After a suspicious performance in his first start in place of Johnson, we watched Jones come into his own against Baltimore and show for the first time he is ready to move beyond the proverbial potential stage. Then there was Walter diving for ball and doing all the little things that primary receiver does.

“A lot of times those guys don’t really get chances to go out and show what they can do,” said Johnson, who practiced for the first time this week but still remains uncertain for Sunday. “A lot of times when you talk about the Texans the first people you think about are Matt, Andre, Arian and Owen (Daniels), but you look at Joel, Jacoby and Kevin. All those guys, they may not do it every game but there is always a play here and there that guys make to keep drives going.

“To be honest man, I really expect it out of them because you see them do it every week, especially in practice. Now they have just been given more opportunity to go out and make the plays. It doesn’t surprise me at all. I get excited to watch them play.”

But the most exciting development in Johnson’s absence could be the legitimate pass receiving weapon Foster has become out of the backfield. It grew partially out of necessity and also by the sheer fact it was the only way Foster could produce positive yards with defenders crowding the line of scrimmage and giving him little room to run.

Foster showed signs of the damage he could do as a receiver during losses against Oakland and Baltimore, but then came the real breakthrough during Sunday’s dominating win over Tennessee.  Not only did come through with 115 yards rushing and two touchdowns on the ground, he also had 119 yards and a touchdown receiving.

Foster, who became the first Texans player to rush for over 100 and have over 100 yards receiving in the same game, took home AFC Offensive Player of the Week honors a result. But more important, the Texans gained another wrinkle in the offense that will stress out defenses even more once Johnson returns.

“People always look at him as far as running the ball,” Johnson said. “Now that he can show he can hurt you out of the backfield running routes and things, it just adds another weapon to the offense.”

For Schaub it’s been opportunity to explore some possibilities in the offense that may not have existed were it not for Johnson injury or even Casey’s for that matter. There is comfort in knowing Jones will make plays in clutch situations or that backup fullback Lawrence Vickers is capable of picking up a blitzing linebacker though he might not be quite the receiving threat out of the backfield Casey has become.

“It’s never a good thing when you have injuries because you never want to have guys miss time but that’s the way this league work. It’s a league of opportunity,” Schaub said. “When things happen and some guys miss some time you hope it’s not for too long but it does allow guys to take advantage of that opportunity.

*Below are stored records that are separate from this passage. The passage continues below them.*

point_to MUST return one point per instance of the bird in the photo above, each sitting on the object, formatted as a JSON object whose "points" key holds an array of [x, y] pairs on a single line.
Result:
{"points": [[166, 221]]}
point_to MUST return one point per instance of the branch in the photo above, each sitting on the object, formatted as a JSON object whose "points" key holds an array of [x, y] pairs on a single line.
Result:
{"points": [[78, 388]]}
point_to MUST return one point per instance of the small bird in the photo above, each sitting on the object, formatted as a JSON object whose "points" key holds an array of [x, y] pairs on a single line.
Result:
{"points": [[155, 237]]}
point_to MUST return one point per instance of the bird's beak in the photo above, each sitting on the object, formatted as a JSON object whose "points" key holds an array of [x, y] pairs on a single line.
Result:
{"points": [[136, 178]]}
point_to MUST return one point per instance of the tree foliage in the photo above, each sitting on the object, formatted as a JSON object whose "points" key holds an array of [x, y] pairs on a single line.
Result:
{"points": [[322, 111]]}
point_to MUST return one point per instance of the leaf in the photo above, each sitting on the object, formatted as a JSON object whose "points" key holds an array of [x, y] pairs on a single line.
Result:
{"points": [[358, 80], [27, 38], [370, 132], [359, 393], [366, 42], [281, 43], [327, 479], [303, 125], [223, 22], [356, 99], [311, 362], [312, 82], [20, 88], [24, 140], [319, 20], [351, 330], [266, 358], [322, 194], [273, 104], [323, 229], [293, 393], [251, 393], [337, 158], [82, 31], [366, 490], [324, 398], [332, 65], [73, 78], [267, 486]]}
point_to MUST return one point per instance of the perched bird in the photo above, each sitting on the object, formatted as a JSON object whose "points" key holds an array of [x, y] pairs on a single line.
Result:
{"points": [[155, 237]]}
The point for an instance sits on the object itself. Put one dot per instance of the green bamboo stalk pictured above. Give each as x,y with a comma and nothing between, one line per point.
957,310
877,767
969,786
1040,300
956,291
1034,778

“Then when you get the guys back that were injured then it just adds more weapons to your arsenal. You need all your guys, you need all hands on deck when you get to the stretch run and the push for the postseason.”

Surprisingly not only have the Texans (4-3) remained in position to make their first playoff appearance, but they are also on top of the AFC South despite significant time missed by several key players. Defensively, rookie Brooks Reed has filled in admirably at outside linebacker for Williams, who is lost for the season. We’re about to see what third-year free safety Troy Nolan is made off now that starter Danieal Manning will be lost for at least six weeks and possibly the remainder of the season.

“We’ve lost some players, so we’ve had to have some new guys step up,” head coach Gary Kubiak said. “You got a guy like Ben Tate pitching in this year. Offensively, we’re trying to play without two key players for a few weeks, so a lot of things going on with the team that could either be problems or you work through them and get stronger and it looks like we’re trying to get stronger.”